Fortunatamente in questo clima si è anche attivata la catena della solidarietà che ha visto persone, associazioni e istituzioni prodigarsi concretamente in sostegno delle popolazioni colpite dalla violenza di questo conflitto.

In molti sono seriamente preoccupati di questa dolorosa situazione e si sforzano lealmente per trovarne una possibile via d’uscita.

Personalmente credo che non ci sia via d’uscita al conflitto se non si cambia radicalmente prospettiva.

Proviamo a ricordare per un attimo la scena del film “l’attimo fuggente” dove Robin Williams nei panni dell’anticonformista professor John Keating invitava i suoi studenti a salire in piedi sulla cattedra dicendo:”Sono salito sulla cattedra per ricordare a me stesso che dobbiamo sempre guardare le cose da angolazioni diverse. …E’ proprio quando credete di sapere qualcosa che dovete guardarla da un’altra prospettiva”.

Intanto consideriamo il conflitto non solo tra i popoli e le nazioni ma anche quello più feriale e diffuso tra le persone che genera sofferenza e disagio e spesso anche vittime come le guerre. Sono due facce di uno stesso atteggiamento responsabile di violenza e morte in ambedue i casi.

Purtroppo la storia ci insegna che i trattati sono spesso disattesi da successive guerre e le scienze sociali ci evidenziano che donne e uomini tradiscono sistematicamente i vincoli di fiducia e amicizia generando conflitto e dolore interpersonale e sociale.

La risposta a tanto dolore, come cantava Bob Dylan soffia nel vento.

Per i cristiani invece si annida nella follia del Vangelo laddove si dice: “Ma a voi che ascoltate, io dico: Amate i vostri nemici, fate del bene a coloro che vi odiano benedite coloro che vi maledicono, pregate per coloro che vi maltrattano.
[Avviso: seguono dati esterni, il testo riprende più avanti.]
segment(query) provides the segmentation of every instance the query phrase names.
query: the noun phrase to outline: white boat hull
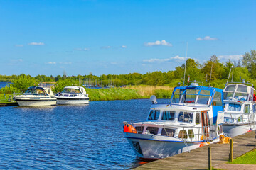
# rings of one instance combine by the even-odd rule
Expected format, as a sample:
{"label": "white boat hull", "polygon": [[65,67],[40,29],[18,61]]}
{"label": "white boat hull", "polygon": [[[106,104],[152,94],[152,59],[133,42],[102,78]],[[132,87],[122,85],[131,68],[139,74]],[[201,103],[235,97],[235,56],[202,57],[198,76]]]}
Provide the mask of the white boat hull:
{"label": "white boat hull", "polygon": [[230,137],[235,137],[244,133],[247,133],[250,130],[255,130],[255,123],[239,125],[235,124],[223,125],[223,132]]}
{"label": "white boat hull", "polygon": [[57,104],[68,105],[68,104],[87,104],[89,103],[89,98],[57,98]]}
{"label": "white boat hull", "polygon": [[[124,137],[127,139],[137,156],[145,160],[174,156],[198,148],[203,144],[203,141],[192,142],[187,141],[186,146],[182,140],[154,140],[154,137],[149,137],[149,136],[151,135],[124,133]],[[218,141],[219,138],[218,137],[211,142]],[[138,149],[139,147],[140,149]]]}
{"label": "white boat hull", "polygon": [[53,100],[18,100],[16,101],[21,106],[45,106],[56,105],[56,99]]}

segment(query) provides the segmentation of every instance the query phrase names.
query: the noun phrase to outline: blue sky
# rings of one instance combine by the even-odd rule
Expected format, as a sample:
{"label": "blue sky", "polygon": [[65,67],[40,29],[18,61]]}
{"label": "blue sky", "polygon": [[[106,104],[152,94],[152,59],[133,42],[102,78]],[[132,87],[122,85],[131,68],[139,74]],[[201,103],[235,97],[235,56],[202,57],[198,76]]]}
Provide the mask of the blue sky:
{"label": "blue sky", "polygon": [[0,74],[167,72],[256,49],[256,1],[0,1]]}

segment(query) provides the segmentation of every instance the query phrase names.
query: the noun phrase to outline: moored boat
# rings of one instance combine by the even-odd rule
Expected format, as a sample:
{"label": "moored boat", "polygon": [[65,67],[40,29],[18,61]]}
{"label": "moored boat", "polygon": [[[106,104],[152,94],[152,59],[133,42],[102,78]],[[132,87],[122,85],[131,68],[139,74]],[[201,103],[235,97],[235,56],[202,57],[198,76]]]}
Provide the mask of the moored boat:
{"label": "moored boat", "polygon": [[252,84],[228,83],[224,88],[223,131],[234,137],[255,130],[255,89]]}
{"label": "moored boat", "polygon": [[89,96],[85,89],[81,86],[65,86],[63,91],[56,94],[58,104],[86,104],[89,103]]}
{"label": "moored boat", "polygon": [[217,142],[223,135],[223,90],[191,86],[176,87],[171,103],[153,99],[147,119],[124,122],[124,137],[144,160],[161,159]]}
{"label": "moored boat", "polygon": [[55,105],[57,99],[50,88],[31,86],[22,95],[14,97],[21,106],[44,106]]}

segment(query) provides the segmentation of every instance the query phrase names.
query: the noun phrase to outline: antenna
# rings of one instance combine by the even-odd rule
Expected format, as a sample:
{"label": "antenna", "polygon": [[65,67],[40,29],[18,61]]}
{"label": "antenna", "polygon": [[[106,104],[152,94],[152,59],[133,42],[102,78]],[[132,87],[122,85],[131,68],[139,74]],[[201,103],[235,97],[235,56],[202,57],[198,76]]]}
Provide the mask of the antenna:
{"label": "antenna", "polygon": [[212,72],[213,72],[213,62],[212,62],[212,67],[210,68],[210,76],[209,86],[210,86],[211,74],[212,74]]}
{"label": "antenna", "polygon": [[232,68],[233,68],[233,69],[232,69],[232,79],[231,79],[231,82],[233,82],[233,73],[234,73],[234,67],[232,65]]}
{"label": "antenna", "polygon": [[[229,77],[230,77],[230,76],[231,69],[232,69],[233,67],[233,65],[231,66],[230,73],[228,74],[228,80],[227,80],[227,84],[228,84],[228,82]],[[233,73],[232,73],[232,82],[233,82]]]}
{"label": "antenna", "polygon": [[183,79],[183,86],[185,86],[185,75],[186,75],[186,57],[188,55],[188,42],[187,42],[187,47],[186,50],[186,58],[185,58],[185,71],[184,71],[184,79]]}

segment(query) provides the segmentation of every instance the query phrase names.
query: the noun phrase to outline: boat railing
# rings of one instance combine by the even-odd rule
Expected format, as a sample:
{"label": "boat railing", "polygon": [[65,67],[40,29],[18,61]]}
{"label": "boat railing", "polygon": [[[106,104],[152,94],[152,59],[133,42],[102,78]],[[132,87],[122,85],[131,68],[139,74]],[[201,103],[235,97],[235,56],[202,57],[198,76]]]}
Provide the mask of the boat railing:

A chi ti percuote sulla guancia, porgi anche l’altra; a chi ti leva il mantello, non rifiutare la tunica.”

Un atteggiamento fuori da ogni logica del diritto e del buon senso, che scardina e supera il diritto e il buon senso comune con la forza dell’utopia e della speranza Un atteggiamento che non piega il nemico con la forza, ma lo annichilisce e lo stordisce con lo stupore e lo spiazza con l’irrazionalità.

Porgere l’altra guancia, non solo sottrae combustibile al fuoco della guerra facendolo pian piano affievolirsi e morire ma fa venir meno il secondo soggetto del conflitto senza il quale il conflitto non può avvenire.

Porgendo l’altra guancia non si eliminano ingiustizia, sopraffazione e violenza, che realisticamente sono costitutive della povertà umana, ma si disinnesca il conflitto con i suoi morti, la sua distruzione. Questo sia sul piano sociale che interpersonale.

Porgere l’altra guancia significa dire con la propria vita no al conflitto mettendosi in gioco personalmente e accettando anche il ruolo di vittima dell’ingiustizia e della prevaricazione perché fiduciosi nell’ irrompere dell’amore nella storia.

Significa accettare la logica delle beatitudine elencate nel Vangelo.

Se guardiamo all’ esempio di molti testimoni autentici pace di come Ghandi o Luther King troviamo nella loro testimonianza il seme di questa follia. Essi hanno saputo rispondere ad odio, discriminazione e ingiustizia con la forza della nonviolenza, una risposta molto concreta che si fa sacrificio della propria vita ma che alla lunga genera prassi di pace.

Ma non solo loro hanno avuto la forza e la grandezza di varcare il confine della regola del taglione: “Occhio per occhio dente per dente” ma i numerosi parenti delle vittime di mafia e terrorismo che hanno saputo perdonare sinceramente gli assassini dei propri cari interrompendo pericolose catene di rancore ed odio che avrebbero generato altre morti.

Parafrasando una frase famosa: per fare la guerra è necessario essere in due per la pace basta partire da se stessi.